Challenges in Legal Procedures
- In current laws: SARFAESI Act, DRTs, BIFR, and SICA faced time delays, rigid criteria, and overlapping laws, hindering effective debt recovery.
- Winding-up Effectiveness: Companies Act 1956's winding up process, though slow, yielded more logical conclusions through liquidation or negotiation.
- Limited Recovery Success: SARFAESI offered debt restructuring, but till 2016, poor statistics indicated inadequate results for banks' recovery efforts.
Need for Insolvency and Bankruptcy code (IBC)
- RDDBFI and SARFAESI Shortcomings: Recovery efforts through RDDBFI and SARFAESI led to increasing bad debts for banks. SARFAESI's recovery declined due to reduced effectiveness.
- Post-Liberalization Scenario: After 1991's liberalization, foreign companies' entry and unchecked lending led to growth, but lack of adherence to parameters and due diligence caused loans to turn bad.

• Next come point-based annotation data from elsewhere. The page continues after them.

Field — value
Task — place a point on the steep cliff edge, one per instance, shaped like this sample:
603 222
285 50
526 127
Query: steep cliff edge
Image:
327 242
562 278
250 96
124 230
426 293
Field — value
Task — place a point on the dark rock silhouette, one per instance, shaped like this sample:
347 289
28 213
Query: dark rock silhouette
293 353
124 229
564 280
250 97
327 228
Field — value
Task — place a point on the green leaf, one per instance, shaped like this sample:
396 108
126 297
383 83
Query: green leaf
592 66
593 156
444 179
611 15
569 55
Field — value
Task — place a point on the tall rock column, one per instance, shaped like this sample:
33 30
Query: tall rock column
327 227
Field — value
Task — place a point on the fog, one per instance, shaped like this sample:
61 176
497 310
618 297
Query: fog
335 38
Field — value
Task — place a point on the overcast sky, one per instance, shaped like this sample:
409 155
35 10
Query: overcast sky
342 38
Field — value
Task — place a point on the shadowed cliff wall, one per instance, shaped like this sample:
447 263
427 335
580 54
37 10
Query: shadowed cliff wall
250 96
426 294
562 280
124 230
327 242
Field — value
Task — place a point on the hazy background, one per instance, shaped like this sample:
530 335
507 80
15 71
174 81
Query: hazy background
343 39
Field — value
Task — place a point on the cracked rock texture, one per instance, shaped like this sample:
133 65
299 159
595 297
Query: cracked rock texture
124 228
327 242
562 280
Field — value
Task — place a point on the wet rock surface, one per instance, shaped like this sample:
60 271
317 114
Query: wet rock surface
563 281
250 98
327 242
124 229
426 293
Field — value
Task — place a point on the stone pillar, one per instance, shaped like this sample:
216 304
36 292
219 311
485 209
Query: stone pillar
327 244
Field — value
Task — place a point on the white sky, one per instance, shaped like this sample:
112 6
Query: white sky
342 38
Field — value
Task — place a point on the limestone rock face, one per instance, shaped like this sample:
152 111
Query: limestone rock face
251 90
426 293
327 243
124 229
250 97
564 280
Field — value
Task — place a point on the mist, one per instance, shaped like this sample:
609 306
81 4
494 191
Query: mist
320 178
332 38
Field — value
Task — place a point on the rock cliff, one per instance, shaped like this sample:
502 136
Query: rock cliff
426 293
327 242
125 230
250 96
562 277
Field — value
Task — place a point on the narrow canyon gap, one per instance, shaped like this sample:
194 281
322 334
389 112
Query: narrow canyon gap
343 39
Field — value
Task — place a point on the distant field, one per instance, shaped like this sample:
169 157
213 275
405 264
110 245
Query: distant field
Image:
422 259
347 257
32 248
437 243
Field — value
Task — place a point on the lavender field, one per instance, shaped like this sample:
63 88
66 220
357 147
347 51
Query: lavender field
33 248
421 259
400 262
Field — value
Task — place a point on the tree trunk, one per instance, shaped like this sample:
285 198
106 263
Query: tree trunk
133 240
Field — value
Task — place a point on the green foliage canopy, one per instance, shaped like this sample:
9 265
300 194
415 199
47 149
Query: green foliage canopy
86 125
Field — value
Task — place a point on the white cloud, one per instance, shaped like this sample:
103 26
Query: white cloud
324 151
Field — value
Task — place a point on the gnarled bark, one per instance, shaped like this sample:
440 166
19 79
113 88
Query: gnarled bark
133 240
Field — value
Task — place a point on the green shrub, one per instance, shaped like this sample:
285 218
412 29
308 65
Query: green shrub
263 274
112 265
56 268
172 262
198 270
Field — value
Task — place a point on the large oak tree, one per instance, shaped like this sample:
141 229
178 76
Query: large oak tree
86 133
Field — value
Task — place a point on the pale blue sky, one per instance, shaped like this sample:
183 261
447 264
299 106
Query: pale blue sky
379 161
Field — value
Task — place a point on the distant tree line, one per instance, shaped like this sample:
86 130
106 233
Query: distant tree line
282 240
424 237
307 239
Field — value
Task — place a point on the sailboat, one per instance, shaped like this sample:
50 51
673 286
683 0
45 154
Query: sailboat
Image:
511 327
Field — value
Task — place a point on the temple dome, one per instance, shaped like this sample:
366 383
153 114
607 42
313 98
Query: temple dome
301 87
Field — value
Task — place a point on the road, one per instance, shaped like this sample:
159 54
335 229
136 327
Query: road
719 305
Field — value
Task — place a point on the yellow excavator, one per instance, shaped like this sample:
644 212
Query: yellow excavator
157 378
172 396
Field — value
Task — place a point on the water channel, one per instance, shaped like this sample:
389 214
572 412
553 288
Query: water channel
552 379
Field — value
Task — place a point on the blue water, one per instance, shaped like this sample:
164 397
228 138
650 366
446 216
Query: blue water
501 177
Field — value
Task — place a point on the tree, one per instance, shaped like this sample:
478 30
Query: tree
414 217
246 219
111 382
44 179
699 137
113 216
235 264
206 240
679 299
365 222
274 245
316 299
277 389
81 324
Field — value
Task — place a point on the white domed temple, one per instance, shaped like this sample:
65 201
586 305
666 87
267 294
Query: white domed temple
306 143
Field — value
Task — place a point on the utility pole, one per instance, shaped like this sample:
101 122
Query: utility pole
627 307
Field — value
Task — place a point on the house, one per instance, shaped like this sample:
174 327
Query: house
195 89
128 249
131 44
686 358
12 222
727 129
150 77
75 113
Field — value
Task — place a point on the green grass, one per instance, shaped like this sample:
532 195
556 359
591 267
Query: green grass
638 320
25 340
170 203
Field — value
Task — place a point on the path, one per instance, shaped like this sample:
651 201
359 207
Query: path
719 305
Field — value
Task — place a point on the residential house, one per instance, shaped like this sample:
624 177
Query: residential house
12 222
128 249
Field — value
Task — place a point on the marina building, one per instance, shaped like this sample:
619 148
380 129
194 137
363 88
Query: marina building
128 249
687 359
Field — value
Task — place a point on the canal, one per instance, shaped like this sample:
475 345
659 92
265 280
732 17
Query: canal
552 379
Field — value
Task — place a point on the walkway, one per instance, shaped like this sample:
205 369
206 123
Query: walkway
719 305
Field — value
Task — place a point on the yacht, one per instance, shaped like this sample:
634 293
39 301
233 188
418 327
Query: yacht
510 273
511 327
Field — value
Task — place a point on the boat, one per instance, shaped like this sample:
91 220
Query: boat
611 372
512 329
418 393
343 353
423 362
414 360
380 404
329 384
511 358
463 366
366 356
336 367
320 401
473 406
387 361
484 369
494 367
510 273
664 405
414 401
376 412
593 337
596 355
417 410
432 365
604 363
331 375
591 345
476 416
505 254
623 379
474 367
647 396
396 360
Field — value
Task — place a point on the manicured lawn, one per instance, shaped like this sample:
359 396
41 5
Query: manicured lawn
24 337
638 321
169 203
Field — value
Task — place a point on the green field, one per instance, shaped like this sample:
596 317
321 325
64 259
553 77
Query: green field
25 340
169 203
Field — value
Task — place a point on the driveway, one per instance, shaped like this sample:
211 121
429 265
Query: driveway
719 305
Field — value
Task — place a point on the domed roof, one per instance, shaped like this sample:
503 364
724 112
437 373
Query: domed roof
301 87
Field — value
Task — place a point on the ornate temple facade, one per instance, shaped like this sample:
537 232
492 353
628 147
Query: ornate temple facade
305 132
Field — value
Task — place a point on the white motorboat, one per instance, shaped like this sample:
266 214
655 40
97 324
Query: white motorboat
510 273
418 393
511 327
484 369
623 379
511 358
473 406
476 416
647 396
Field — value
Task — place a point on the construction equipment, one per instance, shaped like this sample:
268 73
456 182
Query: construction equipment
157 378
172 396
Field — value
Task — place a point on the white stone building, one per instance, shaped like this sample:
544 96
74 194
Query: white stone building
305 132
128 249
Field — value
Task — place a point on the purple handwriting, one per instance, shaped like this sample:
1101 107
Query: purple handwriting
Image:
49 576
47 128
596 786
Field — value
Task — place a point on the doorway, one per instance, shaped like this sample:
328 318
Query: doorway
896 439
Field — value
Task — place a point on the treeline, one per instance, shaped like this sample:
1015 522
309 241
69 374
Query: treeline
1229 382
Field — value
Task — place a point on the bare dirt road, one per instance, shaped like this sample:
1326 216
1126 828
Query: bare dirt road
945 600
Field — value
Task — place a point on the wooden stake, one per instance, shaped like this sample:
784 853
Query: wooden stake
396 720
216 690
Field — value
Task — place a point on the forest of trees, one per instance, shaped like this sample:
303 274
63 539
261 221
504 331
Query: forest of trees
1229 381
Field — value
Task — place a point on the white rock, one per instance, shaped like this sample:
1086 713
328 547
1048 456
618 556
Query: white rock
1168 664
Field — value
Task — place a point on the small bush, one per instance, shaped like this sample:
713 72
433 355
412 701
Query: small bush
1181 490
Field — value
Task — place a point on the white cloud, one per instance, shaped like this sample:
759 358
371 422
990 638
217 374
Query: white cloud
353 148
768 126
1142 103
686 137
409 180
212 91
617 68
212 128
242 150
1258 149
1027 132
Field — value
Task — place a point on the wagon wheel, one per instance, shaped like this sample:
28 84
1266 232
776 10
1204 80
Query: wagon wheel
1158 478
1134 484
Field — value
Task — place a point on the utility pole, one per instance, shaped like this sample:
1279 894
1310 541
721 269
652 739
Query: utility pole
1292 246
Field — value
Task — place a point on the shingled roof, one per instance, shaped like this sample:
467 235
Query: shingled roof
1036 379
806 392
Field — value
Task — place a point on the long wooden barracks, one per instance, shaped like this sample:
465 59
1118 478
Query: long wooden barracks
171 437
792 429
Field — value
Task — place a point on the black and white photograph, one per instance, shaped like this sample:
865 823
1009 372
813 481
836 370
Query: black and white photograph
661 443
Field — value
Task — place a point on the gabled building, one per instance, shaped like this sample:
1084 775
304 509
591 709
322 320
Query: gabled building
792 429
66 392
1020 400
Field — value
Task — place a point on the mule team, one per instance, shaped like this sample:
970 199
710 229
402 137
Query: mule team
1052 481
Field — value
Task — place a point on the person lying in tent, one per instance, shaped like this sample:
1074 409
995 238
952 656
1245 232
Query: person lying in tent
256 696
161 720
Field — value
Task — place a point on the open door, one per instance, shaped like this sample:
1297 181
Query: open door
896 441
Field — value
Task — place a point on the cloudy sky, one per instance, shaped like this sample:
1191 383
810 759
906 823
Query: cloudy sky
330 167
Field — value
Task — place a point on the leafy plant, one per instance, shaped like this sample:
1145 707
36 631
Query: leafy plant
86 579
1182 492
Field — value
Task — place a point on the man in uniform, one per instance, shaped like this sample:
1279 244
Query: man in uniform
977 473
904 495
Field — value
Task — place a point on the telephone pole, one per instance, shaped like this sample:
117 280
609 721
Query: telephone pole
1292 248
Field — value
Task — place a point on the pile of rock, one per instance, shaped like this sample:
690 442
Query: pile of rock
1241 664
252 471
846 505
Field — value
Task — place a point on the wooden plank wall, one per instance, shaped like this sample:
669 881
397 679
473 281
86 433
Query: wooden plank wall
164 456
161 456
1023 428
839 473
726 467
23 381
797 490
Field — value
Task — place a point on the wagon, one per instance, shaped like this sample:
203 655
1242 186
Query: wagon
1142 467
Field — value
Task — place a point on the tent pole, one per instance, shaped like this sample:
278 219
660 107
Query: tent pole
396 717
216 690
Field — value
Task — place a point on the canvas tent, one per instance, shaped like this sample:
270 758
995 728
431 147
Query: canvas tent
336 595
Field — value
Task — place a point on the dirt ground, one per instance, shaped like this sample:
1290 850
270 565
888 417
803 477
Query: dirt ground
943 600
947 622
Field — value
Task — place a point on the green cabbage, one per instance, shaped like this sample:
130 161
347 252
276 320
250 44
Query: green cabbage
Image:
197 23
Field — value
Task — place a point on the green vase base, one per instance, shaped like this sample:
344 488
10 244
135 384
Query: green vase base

- Lending Challenges: Loans for expansion turned non-performing, banks faced multiple restructuring proposals, trapping lenders deeper, leading to a point of no return for Indian businesses.
Debate over IBC
- Challenges in Execution Proceedings: Execution proceedings were lengthy, making winding up unattractive. BIFR sheltered defaulting companies, deviating from rehabilitation intent.
- Inception of IBC: The Indian banking sector faced mounting issues due to non-merit loans, necessitating exceptional measures. IBC, introduced in 2016, aimed at recovery and reformation.
- Debate over IBC: IBC, a significant law, garnered support from banks but raised concerns for operational creditors and promoters due to asset distribution and creditor control.